After listening to one of my peeps online yesterday, I gather that another "symptom" of the ascension process is having, in effect, moments from your life flashing before your eyes, at least metaphorically. Last Saturday, this happened to me quite intensively. It's happened once or twice over the last few years, but this was different...almost like a strange, daylong, surreal movie. Part of what is odd is that the scenes were largely of my life in smaller-town America, not my time in the UK, or in New York City or DC. Things like interviewing for a waitressing job in Duluth, and being hired because I had "personality plus". Taking the small bus from where I was living in Helena, Montana (the YWCA) to Walmart to shop...the bus did a constant loop, but that was basically the only place on the route to get food or clothing. Driving from Essex, New York to Middlebury, Vermont (or back again) by a certain barn that stuck out on the horizon. Back to Duluth, practicing with the rowing club on the bay early in the morning, when the moon was setting and the sun was rising...and so forth. Saturday was literally a stream of these kinds of random, unremarkable memories, not the momentous ones. Sometimes I still wish that my life had been filled with dreams come true, regular opportunities to sing choral evensong in the UK, visits to top museums and restaurants, and a normal home, husband and children, lovely clothing...a lot of stars would have to have aligned for this to happen, including my being more in sync with our capitalist system! These lowkey memories may be the ones I feel most bittersweet about, too, even though I now understand that, as a mystic, it might have been impossible for me to have a "normal" life anywhere. In a movie of my life, perhaps they would be the quiet segue scenes. Given what I have been writing about the last few times, I guess the best way to approach these vignettes is with curiosity. "I wonder why I am remembering these events and moments right now?"
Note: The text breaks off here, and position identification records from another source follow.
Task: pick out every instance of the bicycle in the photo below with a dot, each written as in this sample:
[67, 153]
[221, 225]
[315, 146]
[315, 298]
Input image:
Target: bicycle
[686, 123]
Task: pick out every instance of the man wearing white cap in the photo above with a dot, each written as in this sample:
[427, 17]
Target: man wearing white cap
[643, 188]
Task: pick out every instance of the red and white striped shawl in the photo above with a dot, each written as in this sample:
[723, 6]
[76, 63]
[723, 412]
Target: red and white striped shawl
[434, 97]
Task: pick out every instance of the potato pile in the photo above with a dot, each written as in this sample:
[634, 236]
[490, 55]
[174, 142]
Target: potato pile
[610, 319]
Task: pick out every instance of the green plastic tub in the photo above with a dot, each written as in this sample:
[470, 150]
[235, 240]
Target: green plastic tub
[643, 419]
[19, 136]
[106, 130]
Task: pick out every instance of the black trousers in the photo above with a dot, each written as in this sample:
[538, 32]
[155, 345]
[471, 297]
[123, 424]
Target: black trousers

Another symptom? After a lifetime of passion for English church music and England generally, on this second or third day of passion's disappearance, I am struggling to find a thread of enthusiasm for any aspect of my life at all...it's not depression exactly. Not yet. But it's like the floor has dropped out of my world. I mean, I know that this is what many of us are going through, a complete re-assessment of everything, less of a willingness to accept lower energies that have dragged us down, or the aspects of our life that will not be useful in the future. This is a lull in the action, a pivot point, and we need to keep breathing. In. Out. In. Out. Updated ways of expressing my inner life passion are near, but not here yet. And because so much is shifting, I cannot "look for a new way of being" with my left brain logic. I need to stay focused within, and feel when that little curlicue of excitement breaks through my consciousness. (When, not if!)

The strange thing is, I am antsy as heck, and feel ready to go, but with no idea where or to do what! So I'll keep breathing, and be where I am until I know.